Lack of Life Jackets Blamed for Three Deaths on Corps Lakes Over July 4th Holiday

It has been a deadly summer on the three reservoir lakes on the Upper Savannah River.

According to the Corps of Engineers Savannah office, three people died on the lakes over the July 4th weekend and one person died in March.

And all of them could have been prevented had the victims been wearing life jackets.

According to the Corps’ statistics, most recreation fatalities occur outside designated recreational areas managed by the Corps of Engineers.

Over the last five-plus years the Corps has seen about seven fatalities for the entire year on the three reservoir lakes and and in each case, the victims were not wearing a life jacket.

” The thing we urge people to do always is to wear that life jacke, whether you’re in the water or near the water, or on the water in a boat or other water craft,” Corps spokesman Billy Birdwell said. “If you are in, on, or near the water we urgently urge you is to wear that life jacket.”

During the July 4th holiday, a former Clemson running back drowned while swimming in Richard B. Russell Lake, a father drowned in Hartwell Lake after a boat collision, and a teen died from a head injury while diving into J. Strom Thurmond Lake to avoid a fireworks mishap on a dock.

In March, a swimmer drowned on Lake Hartwell when he tried to swim out to the middle of the lake to retrieve his kayak.  He also was not wearing a life jacket.

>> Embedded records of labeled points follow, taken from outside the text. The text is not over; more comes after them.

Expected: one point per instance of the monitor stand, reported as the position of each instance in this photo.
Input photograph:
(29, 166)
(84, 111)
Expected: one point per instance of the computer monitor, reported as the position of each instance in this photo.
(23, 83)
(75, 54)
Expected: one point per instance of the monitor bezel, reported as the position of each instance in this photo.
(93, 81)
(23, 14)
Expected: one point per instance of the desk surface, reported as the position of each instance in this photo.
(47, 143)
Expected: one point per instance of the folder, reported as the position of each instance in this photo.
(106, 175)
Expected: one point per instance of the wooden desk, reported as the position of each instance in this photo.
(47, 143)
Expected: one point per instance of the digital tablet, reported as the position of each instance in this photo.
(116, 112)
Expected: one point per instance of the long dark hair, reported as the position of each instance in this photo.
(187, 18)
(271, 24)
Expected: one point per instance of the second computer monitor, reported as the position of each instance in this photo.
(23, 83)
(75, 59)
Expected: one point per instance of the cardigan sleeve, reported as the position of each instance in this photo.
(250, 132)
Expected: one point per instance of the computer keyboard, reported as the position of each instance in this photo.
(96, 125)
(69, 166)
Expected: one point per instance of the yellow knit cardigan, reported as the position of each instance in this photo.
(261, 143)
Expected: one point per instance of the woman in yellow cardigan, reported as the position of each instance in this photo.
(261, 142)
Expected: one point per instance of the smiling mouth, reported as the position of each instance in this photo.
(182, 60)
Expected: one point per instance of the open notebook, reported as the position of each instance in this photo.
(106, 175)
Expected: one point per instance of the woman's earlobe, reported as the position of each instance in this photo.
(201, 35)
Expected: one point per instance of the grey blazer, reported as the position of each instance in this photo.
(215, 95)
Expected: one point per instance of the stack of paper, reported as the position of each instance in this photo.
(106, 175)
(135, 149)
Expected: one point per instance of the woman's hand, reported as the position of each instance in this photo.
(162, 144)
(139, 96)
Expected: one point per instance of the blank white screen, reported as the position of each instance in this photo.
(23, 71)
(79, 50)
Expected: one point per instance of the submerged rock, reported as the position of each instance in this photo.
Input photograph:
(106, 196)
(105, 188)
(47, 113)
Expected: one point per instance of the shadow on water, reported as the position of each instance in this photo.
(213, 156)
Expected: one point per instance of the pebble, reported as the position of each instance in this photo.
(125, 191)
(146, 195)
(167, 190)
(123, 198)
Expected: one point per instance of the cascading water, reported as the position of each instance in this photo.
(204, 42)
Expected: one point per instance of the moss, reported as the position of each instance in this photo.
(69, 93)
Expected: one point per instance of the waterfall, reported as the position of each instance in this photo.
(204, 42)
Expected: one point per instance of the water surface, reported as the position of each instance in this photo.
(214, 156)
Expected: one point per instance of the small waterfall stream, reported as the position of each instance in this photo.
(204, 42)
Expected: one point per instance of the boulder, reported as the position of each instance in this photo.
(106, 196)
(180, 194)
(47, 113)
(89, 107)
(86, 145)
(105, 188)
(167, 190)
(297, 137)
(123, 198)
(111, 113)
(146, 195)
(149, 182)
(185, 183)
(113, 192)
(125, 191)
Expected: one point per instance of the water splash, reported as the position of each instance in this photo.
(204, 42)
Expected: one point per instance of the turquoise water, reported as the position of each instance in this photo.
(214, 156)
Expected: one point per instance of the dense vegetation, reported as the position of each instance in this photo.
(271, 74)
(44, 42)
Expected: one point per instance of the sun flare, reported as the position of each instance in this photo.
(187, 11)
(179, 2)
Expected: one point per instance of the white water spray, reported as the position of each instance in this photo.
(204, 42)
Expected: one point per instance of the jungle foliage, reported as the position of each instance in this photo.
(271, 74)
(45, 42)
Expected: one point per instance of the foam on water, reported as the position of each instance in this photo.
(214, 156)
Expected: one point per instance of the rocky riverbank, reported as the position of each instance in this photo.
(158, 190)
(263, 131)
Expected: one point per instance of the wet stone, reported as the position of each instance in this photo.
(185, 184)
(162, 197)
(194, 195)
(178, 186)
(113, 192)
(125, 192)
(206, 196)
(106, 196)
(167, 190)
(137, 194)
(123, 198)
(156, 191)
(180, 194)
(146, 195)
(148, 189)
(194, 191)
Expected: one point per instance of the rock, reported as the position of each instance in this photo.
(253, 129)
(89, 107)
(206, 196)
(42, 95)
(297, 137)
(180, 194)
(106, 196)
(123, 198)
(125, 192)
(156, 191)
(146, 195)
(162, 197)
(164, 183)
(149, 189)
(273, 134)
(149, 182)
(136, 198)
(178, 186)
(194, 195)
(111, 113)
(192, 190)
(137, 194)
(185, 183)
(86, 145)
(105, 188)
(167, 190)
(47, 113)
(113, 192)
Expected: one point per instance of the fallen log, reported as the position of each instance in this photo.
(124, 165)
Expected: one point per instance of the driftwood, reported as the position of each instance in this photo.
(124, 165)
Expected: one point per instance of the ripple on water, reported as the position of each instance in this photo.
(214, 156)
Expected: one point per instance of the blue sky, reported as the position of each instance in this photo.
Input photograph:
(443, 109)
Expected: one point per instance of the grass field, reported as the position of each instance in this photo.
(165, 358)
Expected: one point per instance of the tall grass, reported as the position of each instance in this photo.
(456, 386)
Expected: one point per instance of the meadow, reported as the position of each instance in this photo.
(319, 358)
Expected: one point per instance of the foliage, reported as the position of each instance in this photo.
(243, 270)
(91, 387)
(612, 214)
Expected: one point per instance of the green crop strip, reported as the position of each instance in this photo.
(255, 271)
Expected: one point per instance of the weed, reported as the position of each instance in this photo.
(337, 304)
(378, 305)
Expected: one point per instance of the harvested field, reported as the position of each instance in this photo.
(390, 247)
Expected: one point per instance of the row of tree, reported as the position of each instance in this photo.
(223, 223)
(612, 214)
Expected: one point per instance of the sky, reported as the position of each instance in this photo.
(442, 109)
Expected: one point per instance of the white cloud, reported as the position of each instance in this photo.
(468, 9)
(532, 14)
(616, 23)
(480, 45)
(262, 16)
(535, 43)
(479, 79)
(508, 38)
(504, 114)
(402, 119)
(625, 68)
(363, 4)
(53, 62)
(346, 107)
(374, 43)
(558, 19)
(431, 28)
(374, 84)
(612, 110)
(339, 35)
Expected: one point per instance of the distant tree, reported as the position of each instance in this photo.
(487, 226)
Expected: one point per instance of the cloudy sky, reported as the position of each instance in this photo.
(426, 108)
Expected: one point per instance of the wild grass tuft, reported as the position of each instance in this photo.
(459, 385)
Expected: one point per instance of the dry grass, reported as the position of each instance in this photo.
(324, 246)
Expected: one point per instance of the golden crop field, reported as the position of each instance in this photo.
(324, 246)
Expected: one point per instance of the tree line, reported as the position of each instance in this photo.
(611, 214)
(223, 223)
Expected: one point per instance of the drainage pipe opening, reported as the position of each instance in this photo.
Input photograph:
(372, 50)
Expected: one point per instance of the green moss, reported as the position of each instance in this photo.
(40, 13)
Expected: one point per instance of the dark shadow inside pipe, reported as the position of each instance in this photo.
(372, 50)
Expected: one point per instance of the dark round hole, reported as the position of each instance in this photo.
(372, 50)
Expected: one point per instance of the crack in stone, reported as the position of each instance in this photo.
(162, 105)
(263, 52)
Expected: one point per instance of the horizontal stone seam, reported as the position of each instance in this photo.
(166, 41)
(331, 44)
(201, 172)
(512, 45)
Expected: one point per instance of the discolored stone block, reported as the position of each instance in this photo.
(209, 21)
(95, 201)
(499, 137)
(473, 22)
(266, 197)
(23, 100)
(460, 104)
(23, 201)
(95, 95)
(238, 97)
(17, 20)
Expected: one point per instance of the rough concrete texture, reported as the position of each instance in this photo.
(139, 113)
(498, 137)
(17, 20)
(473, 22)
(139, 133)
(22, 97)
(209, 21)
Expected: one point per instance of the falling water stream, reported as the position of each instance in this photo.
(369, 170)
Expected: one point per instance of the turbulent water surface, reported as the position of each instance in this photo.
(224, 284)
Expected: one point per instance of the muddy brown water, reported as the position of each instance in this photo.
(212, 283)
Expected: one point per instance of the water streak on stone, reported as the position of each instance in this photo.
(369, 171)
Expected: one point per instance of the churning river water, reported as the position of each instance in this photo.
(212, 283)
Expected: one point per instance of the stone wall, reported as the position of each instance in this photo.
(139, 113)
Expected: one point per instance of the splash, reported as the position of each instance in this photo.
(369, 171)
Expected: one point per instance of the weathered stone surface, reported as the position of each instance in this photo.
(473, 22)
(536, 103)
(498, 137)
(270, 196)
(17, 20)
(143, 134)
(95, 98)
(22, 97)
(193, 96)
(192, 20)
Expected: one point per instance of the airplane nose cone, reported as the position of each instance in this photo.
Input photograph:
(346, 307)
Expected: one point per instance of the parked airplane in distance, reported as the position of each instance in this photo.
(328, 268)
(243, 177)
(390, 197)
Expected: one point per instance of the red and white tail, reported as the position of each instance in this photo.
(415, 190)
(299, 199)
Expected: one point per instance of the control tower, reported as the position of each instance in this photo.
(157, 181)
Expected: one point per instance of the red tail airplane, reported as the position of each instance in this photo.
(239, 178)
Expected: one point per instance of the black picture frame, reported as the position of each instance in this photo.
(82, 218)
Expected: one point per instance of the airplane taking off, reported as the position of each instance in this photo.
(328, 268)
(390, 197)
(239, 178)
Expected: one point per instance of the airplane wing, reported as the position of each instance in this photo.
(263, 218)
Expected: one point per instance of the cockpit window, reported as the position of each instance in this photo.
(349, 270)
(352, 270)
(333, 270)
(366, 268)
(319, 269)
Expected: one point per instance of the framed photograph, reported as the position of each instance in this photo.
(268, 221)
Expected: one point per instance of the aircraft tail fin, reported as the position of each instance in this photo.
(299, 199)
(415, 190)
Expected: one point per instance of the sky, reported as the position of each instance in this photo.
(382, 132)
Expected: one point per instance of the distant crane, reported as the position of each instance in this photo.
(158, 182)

Georgia law requires children age 13 and under to wear a life jacket at all times while on or near the water.

And if you get to the lake and find you don’t have a life jacket with you or not enough life jackets, Birdwell says the Corps will provide them for free.

Tanya Grant, park ranger at Hartwell Dam and Lake, encourages visitors to always wear life jackets while swimming or boating. If they don’t have their own life jacket, visitors can borrow one through the Corps’ Life Jacket Loaner Program.

“At our reservoirs, particularly at those locations where we operate the beaches, there are life jacket lending boards. We put life jackets up of various sizes for people to take and use for the day and then return. We want people to recreate, then put it back on the board for the next person. We want people to live,” he said.

And both the Georgia and South Carolina DNR’s also have free life jacket lending kiosks stationed around Lake Hartwell, including one at the Tugaloo State Park mega ramp in Lavonia.

You can also purchase life jackets at one of the marinas on Lake Hartwell.